Still not sure whether corporation type S or C is right for you? You are not alone. Florida corporate law is complex, and there are many nuances to the C vs S corporation dilemma.
To find out which business structure would best serve your needs, contact the Cueto Law Group today. Our experienced corporate attorneys will help you understand the differences and guide you through the incorporation process.
Which Is Better, S Corp or C Corp? Final Thoughts
Like most questions in corporate law, this one does not have a clear-cut answer. A key difference between S corporations and C corporations is that the S corp tax election enables you to benefit from pass-through taxation and save on corporate taxes.
However, the C corporation and S corporation differences do not stop there. You should consider many other factors, including their respective formation, ownership, and management requirements.
Ultimately, whether S or C corporation status would suit you best depends on the size and nature of your business, your long-term goals, and how you plan to run the company on a day-to-day basis.
S vs C Corporation FAQs
Read the answers to common questions about the difference between C and S corporation status:
Can an S Corporation Be Taxed as a C Corporation?

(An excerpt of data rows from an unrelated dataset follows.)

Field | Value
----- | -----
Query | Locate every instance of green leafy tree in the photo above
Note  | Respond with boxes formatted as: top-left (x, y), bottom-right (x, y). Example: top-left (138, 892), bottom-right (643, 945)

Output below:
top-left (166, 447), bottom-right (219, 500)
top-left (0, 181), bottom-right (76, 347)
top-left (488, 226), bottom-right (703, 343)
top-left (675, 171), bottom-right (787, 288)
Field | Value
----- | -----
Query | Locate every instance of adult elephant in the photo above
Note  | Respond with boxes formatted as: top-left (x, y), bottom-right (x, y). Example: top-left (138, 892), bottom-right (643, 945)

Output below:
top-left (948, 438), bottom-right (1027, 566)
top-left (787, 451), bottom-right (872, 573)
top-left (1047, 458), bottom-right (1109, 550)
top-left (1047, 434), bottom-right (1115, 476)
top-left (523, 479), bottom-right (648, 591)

S corporations cannot be taxed as C corporations. S corporations are subject to pass-through taxation, which means that the company income “passes through” to the owners and is taxed at personal income tax rates. C corporations are taxed twice: once at the corporate level and separately at the personal level.
Can You Change from S Corp to C Corp?
You can change from S corp to C corp, but there is no standard IRS form to that effect. Instead, you will have to file a written statement as well as consent signed by a majority of the corporation’s shareholders with the appropriate IRS service center.
Can You Change from C Corp to S Corp?
To convert your C corporation into an S corporation, you must file Form 2553 (Election by a Small Business Corporation) with the IRS. The filing deadline is two months and 15 days from the start of the tax year. The form must be signed by all shareholders.